Catherine would return to CSI to help out when Grissom and Sara left but also because she had another reason - a friend of hers (Grace) went missing after her shift at the Eclipse. She would reveal to Maxine that the company shut her out and that she suspects they know what happened to Grace.

It would be revealed that Lindsey left CSI since she was doing it to “fulfill her mom’s dream” and that she has a daughter. There would be some tension since Catherine wasn't happy with Lindsey's job (“Koala”).

==Reception==
For her portrayal of Catherine, Helgenberger received two Golden Globe Award nominations for Best Actress in a Television Series Drama in 2001 and 2002. At the 6th Golden Satellite Awards, Helgenberger was nominated for Best Actress in a Drama Series. She also earned two Primetime Emmy Award nominations for Outstanding Lead Actress in a Drama Series. In 2005, Helgenberger won Favorite Female TV Performer at the 31st People's Choice Awards.

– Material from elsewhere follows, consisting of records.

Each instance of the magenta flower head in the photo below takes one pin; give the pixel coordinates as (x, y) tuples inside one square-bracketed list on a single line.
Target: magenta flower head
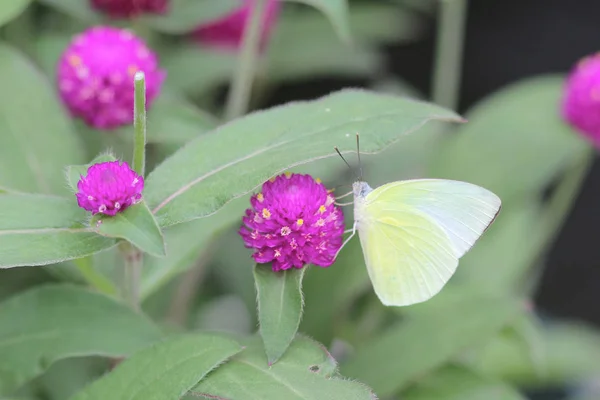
[(109, 187), (227, 31), (581, 98), (293, 222), (130, 8), (95, 76)]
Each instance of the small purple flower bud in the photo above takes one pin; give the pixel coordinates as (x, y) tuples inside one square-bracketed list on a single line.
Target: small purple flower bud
[(293, 222), (95, 76), (109, 187), (227, 32)]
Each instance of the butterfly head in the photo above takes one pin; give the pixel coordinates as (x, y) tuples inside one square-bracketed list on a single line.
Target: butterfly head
[(361, 189)]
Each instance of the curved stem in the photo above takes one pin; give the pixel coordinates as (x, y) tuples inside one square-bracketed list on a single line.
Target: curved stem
[(241, 86)]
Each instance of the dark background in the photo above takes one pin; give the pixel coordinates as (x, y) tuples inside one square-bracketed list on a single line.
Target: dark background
[(508, 40)]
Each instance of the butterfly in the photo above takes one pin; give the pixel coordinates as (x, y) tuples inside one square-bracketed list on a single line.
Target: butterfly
[(413, 232)]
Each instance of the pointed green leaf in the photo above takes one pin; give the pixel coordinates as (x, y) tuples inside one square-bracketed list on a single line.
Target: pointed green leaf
[(305, 372), (75, 172), (513, 124), (40, 230), (38, 138), (336, 11), (75, 8), (185, 15), (136, 225), (432, 333), (208, 172), (12, 9), (280, 303), (455, 382), (49, 323), (167, 370)]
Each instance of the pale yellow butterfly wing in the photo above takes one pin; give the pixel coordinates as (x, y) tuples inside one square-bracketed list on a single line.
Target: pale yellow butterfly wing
[(413, 233)]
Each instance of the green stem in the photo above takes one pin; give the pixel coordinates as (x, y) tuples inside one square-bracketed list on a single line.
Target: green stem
[(241, 85), (95, 279), (448, 53), (139, 123), (133, 258)]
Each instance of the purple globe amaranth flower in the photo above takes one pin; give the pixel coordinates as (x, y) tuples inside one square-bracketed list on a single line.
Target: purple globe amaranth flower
[(109, 187), (293, 222), (581, 98), (130, 8), (95, 76), (227, 32)]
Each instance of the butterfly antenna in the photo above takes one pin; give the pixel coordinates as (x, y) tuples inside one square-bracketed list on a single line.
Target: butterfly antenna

Catherine was listed at number 82 on Bravo's 100 Greatest TV Characters, along with Gil Grissom. She was also included in TV Guides list of "TV's Sexiest Crime Fighters". A writer for the publication commented "It's not difficult to believe that Catherine Willows was once an exotic dancer at a Vegas strip club. Thankfully, it's because of a regular at that gig that led her to pursuing higher education and eventually snare a CSI job."

While reviewing the pilot episode, Mark A. Perigard from The Boston Herald thought that Catherine was an exception to the show's "revolting characters", calling her "harried but compassionate". Mia Jones from After Ellen praised the character, commenting "CSIs Catherine Willows oozes feminine sex appeal even when she's bogged down with a bullet-proof vest, a gigantic utility belt, baseball cap and aviators. She is the anti-Debra Morgan."

Willows has been included in some of the scholarly publications that examine the show and its effects on society. One paper published in the International Journal of Gender, Science and Technology found that CSI "contributed to the cultural dialogue on women entering STEM
fields," saying that Willows specifically is typical of female characters as of 2000: significantly more complex than those in earlier periods but not immune to stereotyping. The paper also notes that when Willows and Sara Sidle are on screen alone together, they rarely talk about men, causing the episode to pass the Bechdel test. It criticizes the show, however, for showing career women like Willows and Sidle as necessarily having terrible social lives, concluding that the script punishes them for choosing STEM careers.

== Succession ==
Catherine has held numerous positions during the series' run, first appearing as a CSI Level III in the series pilot episode. She is replaced in this position by Nick Stokes. She later features in the following roles:
- CSI Level III Assistant Supervisor ("Cool Change" - "Ch-Ch-Changes"), a role she inherited from Grissom. She was succeeded by Sofia Curtis.
- CSI Level III Supervisor ("Mea Culpa" - "Grave Danger (II)"), on the Swing Shift.
- CSI Level III Assistant Supervisor ("Bodies in Motion" - "Leaving Las Vegas"), replacing Sofia Curtis.
- CSI Level III Supervisor ("Sweet Jane" - "Law of Gravity"), an acting position during Grissom's sabbatical.
- CSI Level III Assistant Supervisor ("Monster in the Box - "One to Go"), upon Grissom's return. She is replaced by Nick Stokes.
- CSI Level III Supervisor ("The Grave Shift" - "In a Dark, Dark House"), succeeding Grissom. She is later replaced by D.B. Russell.
- CSI Level III Assistant Supervisor ("73 Seconds" - "Willows in the Wind"), following her demotion. She succeeds Stokes, and is replaced by Julie Finlay.
- FBI Special Agent in Charge ("Willows in the Wind" - "Immortality"), based out of the Los Angeles field office.
- Director of the Las Vegas Crime Lab ("Immortality"), a role she acquires when Sara departs the Crime Lab. She replaces D.B. Russell.